4. Watching You Sleep
If we all lived happily ever after
wouldn't you feel cheated? Wouldn't you
shake your head in wonder at it?
When reunited protagonists live on you
ask
so what? Does nothing happen next?
Have them live out natural lives.
Grow old and ugly and die.
Can a hero be hero still
after the ever after,
adrift and storyless?
No, put an X across the end,
some gruesome deification.
Convert their living flesh to stone
and place them up among the stars
at the peak moment.
Or maybe freeze them forever in the kinesis
of their unconsummated desires.
Otherwise, sated in the afterglow,
they will grow bored, perhaps alcoholic,
and come to represent nothing.
Then there’s always coitus reservatus.
Retain fluids like the Yellow Emperor
to increase longevity,
and die bloated but slightly disappointed.

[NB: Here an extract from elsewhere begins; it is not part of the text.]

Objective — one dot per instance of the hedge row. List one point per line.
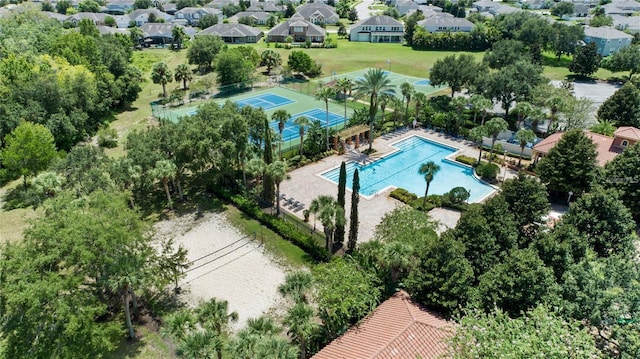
(286, 230)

Stay sleeping, please, we’ll circumvent
this denouement, bypass the climax.
No apotheosis, please, stay sleeping:
I have my bag.
5. Philosophy of Departure
It’s a Russian custom to sit before you
depart
(it could be on the stairs by the door)
and take some tea from the samovar.
In leaving, the traveller becomes a monument
to herself,
and the tears are the meaningless tears
of departure.
There’s philosophy for leaving, each travel
book
is a secondhand jigsaw, one piece left
behind.
You called me your black cat, your eyes
given in
to sentimentality and the sweet lute of
forgetting.
I think of your hands (I loved your kaolin
hands),
I watched as they moved a loitering book
from the bed.
My cheek rested on your cheek-warmed pillow.

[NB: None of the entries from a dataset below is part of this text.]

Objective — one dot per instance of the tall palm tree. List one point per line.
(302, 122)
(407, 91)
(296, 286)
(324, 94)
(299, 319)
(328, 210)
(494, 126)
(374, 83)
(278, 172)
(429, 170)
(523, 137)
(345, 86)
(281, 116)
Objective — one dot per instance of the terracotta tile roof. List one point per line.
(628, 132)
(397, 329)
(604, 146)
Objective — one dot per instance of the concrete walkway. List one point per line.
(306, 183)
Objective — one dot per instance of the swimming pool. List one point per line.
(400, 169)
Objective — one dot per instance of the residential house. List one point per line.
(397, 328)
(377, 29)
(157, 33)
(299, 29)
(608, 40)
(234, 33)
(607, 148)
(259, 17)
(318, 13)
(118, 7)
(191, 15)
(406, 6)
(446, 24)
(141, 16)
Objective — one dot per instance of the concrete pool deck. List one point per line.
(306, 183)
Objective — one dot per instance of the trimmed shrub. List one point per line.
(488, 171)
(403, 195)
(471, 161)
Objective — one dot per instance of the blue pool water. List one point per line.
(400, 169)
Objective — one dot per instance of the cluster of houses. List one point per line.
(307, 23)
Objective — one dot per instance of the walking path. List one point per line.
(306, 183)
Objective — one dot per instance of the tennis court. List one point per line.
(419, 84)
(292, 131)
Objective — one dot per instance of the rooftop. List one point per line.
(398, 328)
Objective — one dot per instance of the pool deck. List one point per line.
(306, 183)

Then dousing the light we drew a blanket
round
to protect us from the cold spinning globe.
But each night the dolls inside dolls
went on forever.
I quietly close the door behind me
alone and looking up into the cathedral
of dawn.
6. Ressentiment
I’ve found a leaf pressed in this book
like a message to the future.
And now as I blankly turn
the brittle copper paper
of a maple’s ancient autumn,
I can’t remember who placed it here
and why, or what it meant.
Who caught that crisp confetti
falling one October in Nizovka?
Who slotted it
between these particular pages
of this certain book?
I replace it, waiting for future wisdom.
In Nizovka, we made love under the stars.

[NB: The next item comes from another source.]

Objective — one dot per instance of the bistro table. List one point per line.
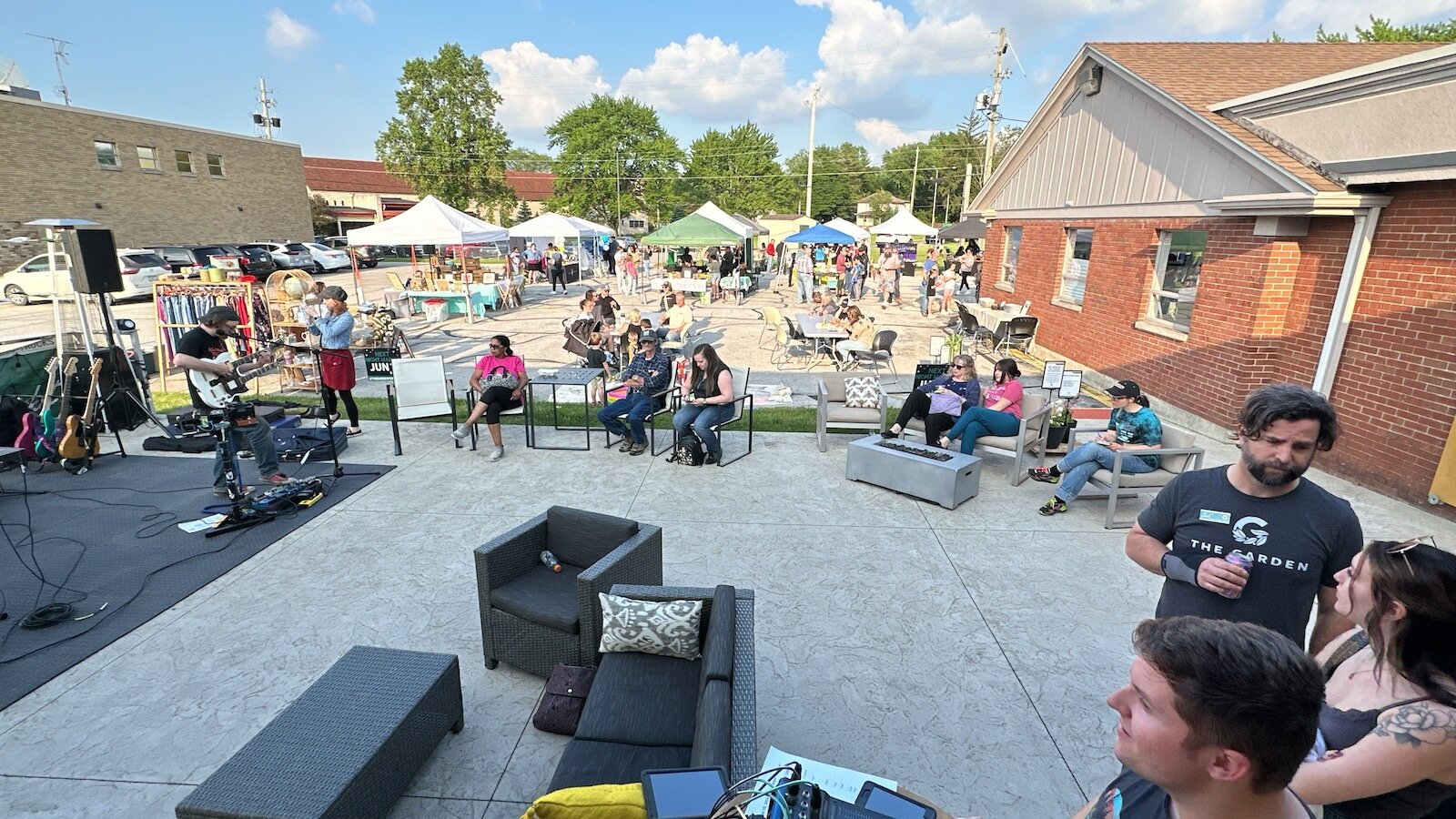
(565, 376)
(823, 334)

I can’t remember why or what it meant
but we opened such mutually exclusive
appetites
in each other.
That kind of love was new to me and you
were
always the hypochondriac.
Now your pale soul will be wandering Russland
like a Bohemian Christ.
Meanwhile your delicate sexual disposition
releases its diseased blood into Muzot
soil.
I left you as the leaves fell for small
reasons.
Why are small reasons so compelling?
I take my finger from the book
and see the page I saved
blending until it’s lost
to the most exact eye.
I am thinking of the time
when once our glances touched,
each umwelt intersecting,
and it was as if crowds parted
for our spotlit dance.
I couldn’t say what it is I’ve just been
reading.
I was thinking of you,
though your face has merged like the page
and is lost.
Lou Andreas Salomé
was a writer and philosopher who lived from 1861 to 1937. She was brought
up in Russia but spent most of her adult life in Europe. She is often remembered
for refusing Nietzsche’s offer of marriage when she was 21. It is sometimes
suggested that this contributed to his later madness, triggered by an incident
in Turin.
During her enduring but
unconsummated marriage, Salomé began an affair with Rainer (originally
René) Maria Rilke, who was then in his early twenties. They visited
Russia twice together. By the time they made their second visit in 1900
their relationship was coming to an end. Salomé left Rilke in Nizovka
and travelled on alone to stay with her brother in Finland.